As a general rule, tomatoes and vegetables should be planted slightly deeper than the root ball, he says.

Once they are planted, tomatoes and vegetables can be mulched with a variety of materials, such as straw or shredded hardwood, to help retain moisture, reduce weed growth and prevent disease-carrying fungal spores in the soil from reaching the plant, says Jonathan Kavalier, manager of Merrifield Garden Center in Merrifield, which has a second location in Fairfax.

With the bed prepared, plant care is the next requirement.

“You need evenness of moisture, sun and good soil,” Mr. Cockerham says.

Tomatoes and vegetables require five to seven hours of full sun and drying out between each watering, gardeners say.

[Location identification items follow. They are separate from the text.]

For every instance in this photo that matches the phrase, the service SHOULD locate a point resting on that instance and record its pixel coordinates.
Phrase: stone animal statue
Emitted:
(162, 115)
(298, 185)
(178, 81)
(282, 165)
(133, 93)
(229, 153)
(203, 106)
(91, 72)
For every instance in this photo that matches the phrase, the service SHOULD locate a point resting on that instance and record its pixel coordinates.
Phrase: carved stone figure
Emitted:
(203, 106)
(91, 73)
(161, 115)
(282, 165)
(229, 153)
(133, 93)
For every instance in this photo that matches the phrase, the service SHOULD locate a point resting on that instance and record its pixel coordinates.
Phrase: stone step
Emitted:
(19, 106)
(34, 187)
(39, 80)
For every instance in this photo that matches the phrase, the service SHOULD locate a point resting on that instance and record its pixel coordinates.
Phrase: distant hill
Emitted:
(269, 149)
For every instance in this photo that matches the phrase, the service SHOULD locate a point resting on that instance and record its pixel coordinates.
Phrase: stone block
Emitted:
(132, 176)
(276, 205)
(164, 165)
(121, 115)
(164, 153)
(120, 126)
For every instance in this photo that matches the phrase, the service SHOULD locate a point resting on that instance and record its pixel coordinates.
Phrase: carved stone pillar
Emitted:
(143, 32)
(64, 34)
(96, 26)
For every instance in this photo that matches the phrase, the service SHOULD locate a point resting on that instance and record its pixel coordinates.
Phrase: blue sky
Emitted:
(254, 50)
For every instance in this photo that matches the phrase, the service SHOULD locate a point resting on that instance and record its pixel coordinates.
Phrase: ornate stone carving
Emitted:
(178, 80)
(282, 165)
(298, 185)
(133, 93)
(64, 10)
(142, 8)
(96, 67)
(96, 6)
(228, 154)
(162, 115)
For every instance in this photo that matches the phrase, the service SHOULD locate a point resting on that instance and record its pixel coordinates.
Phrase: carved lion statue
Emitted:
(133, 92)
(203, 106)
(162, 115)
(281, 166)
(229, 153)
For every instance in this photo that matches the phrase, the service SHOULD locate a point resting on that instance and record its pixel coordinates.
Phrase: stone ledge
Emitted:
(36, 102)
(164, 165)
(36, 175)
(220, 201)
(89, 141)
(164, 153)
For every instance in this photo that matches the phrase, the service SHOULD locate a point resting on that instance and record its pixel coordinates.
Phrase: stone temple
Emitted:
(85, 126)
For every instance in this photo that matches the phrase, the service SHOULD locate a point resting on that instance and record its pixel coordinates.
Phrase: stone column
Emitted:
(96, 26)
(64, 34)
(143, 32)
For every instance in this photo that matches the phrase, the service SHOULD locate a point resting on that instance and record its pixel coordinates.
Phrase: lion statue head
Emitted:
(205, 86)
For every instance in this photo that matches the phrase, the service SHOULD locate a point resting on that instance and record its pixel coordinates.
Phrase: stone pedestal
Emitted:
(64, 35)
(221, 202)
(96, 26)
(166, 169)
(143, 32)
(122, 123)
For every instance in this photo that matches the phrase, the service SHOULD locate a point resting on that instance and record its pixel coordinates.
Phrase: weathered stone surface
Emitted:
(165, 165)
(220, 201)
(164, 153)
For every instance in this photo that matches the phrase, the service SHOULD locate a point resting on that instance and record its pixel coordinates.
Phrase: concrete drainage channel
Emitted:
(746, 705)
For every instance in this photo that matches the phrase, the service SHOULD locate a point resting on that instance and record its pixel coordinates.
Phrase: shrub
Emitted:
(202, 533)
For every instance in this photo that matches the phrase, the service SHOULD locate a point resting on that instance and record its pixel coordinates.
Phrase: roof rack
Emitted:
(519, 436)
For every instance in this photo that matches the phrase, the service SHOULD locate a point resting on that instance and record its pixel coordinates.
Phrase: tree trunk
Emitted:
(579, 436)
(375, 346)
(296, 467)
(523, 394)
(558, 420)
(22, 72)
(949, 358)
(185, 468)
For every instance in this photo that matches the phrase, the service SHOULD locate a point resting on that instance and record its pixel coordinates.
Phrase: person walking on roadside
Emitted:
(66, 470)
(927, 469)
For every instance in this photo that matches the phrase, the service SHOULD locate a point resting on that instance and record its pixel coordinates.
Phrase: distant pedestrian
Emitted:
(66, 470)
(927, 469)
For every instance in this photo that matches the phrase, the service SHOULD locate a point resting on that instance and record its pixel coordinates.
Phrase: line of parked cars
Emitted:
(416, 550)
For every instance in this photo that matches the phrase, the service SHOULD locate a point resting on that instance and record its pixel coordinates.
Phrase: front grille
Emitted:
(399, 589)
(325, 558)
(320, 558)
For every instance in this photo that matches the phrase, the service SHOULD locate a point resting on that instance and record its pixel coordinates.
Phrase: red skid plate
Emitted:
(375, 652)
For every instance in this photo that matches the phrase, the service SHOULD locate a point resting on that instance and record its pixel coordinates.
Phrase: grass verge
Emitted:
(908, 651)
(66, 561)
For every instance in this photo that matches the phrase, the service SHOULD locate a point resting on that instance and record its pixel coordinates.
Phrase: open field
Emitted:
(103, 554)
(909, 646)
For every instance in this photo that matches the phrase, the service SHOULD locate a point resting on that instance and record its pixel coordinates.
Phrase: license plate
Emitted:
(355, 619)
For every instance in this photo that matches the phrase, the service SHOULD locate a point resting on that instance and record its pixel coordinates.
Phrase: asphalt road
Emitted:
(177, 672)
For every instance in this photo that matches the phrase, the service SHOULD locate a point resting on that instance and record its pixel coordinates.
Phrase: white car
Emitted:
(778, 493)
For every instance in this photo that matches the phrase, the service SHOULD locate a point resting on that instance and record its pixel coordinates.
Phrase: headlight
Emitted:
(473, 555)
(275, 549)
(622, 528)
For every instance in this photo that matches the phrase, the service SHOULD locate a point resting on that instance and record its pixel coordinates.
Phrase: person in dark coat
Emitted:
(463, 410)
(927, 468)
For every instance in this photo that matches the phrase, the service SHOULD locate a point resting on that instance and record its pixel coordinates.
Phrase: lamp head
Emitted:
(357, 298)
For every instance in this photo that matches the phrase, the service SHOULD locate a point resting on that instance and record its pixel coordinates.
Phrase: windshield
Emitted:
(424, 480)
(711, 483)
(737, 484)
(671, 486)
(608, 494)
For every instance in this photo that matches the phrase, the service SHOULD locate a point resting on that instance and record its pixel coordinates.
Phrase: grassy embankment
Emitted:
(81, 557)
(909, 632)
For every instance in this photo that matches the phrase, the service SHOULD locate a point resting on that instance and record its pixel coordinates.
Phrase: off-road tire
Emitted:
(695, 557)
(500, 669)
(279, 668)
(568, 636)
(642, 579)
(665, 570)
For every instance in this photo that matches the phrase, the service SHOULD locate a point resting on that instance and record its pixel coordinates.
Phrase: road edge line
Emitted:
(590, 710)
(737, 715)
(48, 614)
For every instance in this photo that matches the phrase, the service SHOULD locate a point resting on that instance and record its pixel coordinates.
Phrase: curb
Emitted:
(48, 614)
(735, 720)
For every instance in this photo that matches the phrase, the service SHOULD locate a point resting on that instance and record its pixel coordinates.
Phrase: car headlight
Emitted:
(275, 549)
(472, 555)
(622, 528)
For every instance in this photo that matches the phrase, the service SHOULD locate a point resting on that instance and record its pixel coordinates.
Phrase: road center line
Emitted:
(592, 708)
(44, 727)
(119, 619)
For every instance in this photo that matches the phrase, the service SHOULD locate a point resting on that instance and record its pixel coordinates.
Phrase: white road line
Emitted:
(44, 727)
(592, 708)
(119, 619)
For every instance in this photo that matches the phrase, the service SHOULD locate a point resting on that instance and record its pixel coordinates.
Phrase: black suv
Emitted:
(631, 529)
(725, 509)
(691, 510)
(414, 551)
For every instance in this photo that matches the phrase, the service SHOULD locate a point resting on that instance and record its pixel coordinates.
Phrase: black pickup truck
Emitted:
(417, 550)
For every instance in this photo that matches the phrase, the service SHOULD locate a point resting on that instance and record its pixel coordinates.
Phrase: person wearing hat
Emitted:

Exposure to full sun helps the plants ripen more quickly, they add.

In addition, the plants like a half-inch to an inch of moisture a week, Mr. Dubik says.

“You want to water slowly but long enough so it gets the first four inches of the soil moistened,” he says.

Tomatoes, in particular, need to be staked with a cage or tied to wooden stakes to keep the plants upright and to improve air circulation, Mr. Devine says.

The final step is harvesting the ripened produce.

Harvesting should be done when the produce is tender and on the small side, says Charlie Nardozzi, horticulturalist for the National Gardening Association in South Burlington, Vt.

“What it does is keep the plants producing,” Mr. Nardozzi says. “The more you harvest, the more fruit you will get.”

After the plant dies back in the fall, the dead plant material should be removed, Mr. Kavalier says, adding that a cover crop such as clover or winter rye will help replenish the soil’s nutrients during the winter.